Karl Heinz schrieb während der ganzen Zeit Briefe an seinen Bruder Ernst, der bereits 1936 nach Schottland ausgewandert war, und dort Medizin studierte. In diesem Briefwechsel ging er auch auf die Zustände im Lager Gurs ein. Noch 1941 ging Karl Heinz Reinsberg davon aus, dass das Lager nur „für die Unerwünschten, die für die Ausreise bestimmt sind“ installiert wurde. Auch die Nähe zur Hafenstadt Marseille ließ bei Karl Heinz die Hoffnung auf eine Auswanderung in die USA aufkeimen. Er gehörte zu den Gefangenen, die in der Umgebung zu Arbeitseinsätzen herangezogen wurden: Dadurch bestand andererseits Anspruch auf Urlaub: „Ich bekomme durchschnittlich 3 mal in der Woche Urlaub … und sehe Ulla [Ursula] so ziemlich häufig...“. Doch die Situation wurde immer unerträglicher. „Es warten zigtausende von Menschen hier noch auf ihre Auswanderung, aber die Möglichkeiten werden jeden Tag geringer.“
Seit Juni 1941 befand sich Karl Heinz Reinsberg im Lager Les Milles. Ebenso wie im Lager Gurs war auch im Lager Les Milles die Bedrohung durch die Deportation allzeit vorhanden. „Wenn man die Berichte hört, was mit den Leuten geschieht, die deportiert sind, kommt einem das Grausen, und bedenken, dass wir auch hier nicht in Sicherheit sind.“ Diese Worte schrieb Karl Heinz Reinsberg an seinen Bruder Ernst.
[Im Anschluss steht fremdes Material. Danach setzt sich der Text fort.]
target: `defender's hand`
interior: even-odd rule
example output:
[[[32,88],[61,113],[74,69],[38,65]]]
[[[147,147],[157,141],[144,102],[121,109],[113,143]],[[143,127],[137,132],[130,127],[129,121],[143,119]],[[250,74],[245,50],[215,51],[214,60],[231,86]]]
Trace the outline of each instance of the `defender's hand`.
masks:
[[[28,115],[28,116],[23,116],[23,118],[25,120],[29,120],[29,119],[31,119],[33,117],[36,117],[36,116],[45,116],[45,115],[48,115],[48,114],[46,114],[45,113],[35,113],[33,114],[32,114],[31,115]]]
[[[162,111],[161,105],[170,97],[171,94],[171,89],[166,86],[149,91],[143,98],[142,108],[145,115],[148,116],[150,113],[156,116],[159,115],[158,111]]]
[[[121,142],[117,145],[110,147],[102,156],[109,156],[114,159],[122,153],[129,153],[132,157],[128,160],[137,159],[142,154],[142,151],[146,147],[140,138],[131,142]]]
Am 30. Juni 1942 schrieb Karl Heinz Reinsberg an seinen Bruder: „2 ½ Jahre interniert und man sieht kein Ende“. Doch das Ende war tragischerweise näher als vermutet, denn die Insassen von Les Milles wurden wenige Wochen später über das Durchgangslager Drancy bei Paris in das Vernichtungslager Auschwitz deportiert.
Am 12. August 1942 schrieb Karl Heinz Reinsberg die letzte Nachricht an seinen Bruder: „Sandte Dir gestern ein Telegramm, dass wir in höchster Gefahr sind, doch scheint alles zu spät zu sein, da man allgemein mit einem Abtransport innerhalb der nächsten 48 Stunden rechnet. Was sich hier abgespielt hat, ist in der Weltgeschichte noch nie dagewesen, aber die Strafe darauf darf nicht ausbleiben, die muss einmal kommen. Kinder, Frauen und Männer zusammen eingesperrt und alle 10 Meter ein Gendarm mit Gewehr. Es ist grausam, welche herzzerreissenden Szenen sich schon abgespielt haben, aber das schlimmste wird erst kommen, wenn der Abtransport losgehen wird.“
Karl Heinz Reinsberg und seine Frau Ursula wurden am 17. August 1942 mit dem 20. Deportationszug von Drancy in das Vernichtungslager Auschwitz deportiert. Nach der Selektion wurden 65 Männer und 34 Frauen in das Lager aufgenommen. Alle anderen wurden sofort ermordet. Einige mündliche Quellen besagen, das Karl Heinz und Ursula Reinsberg zunächst ins Lager aufgenommen wurden. Sie haben beide nicht überlebt.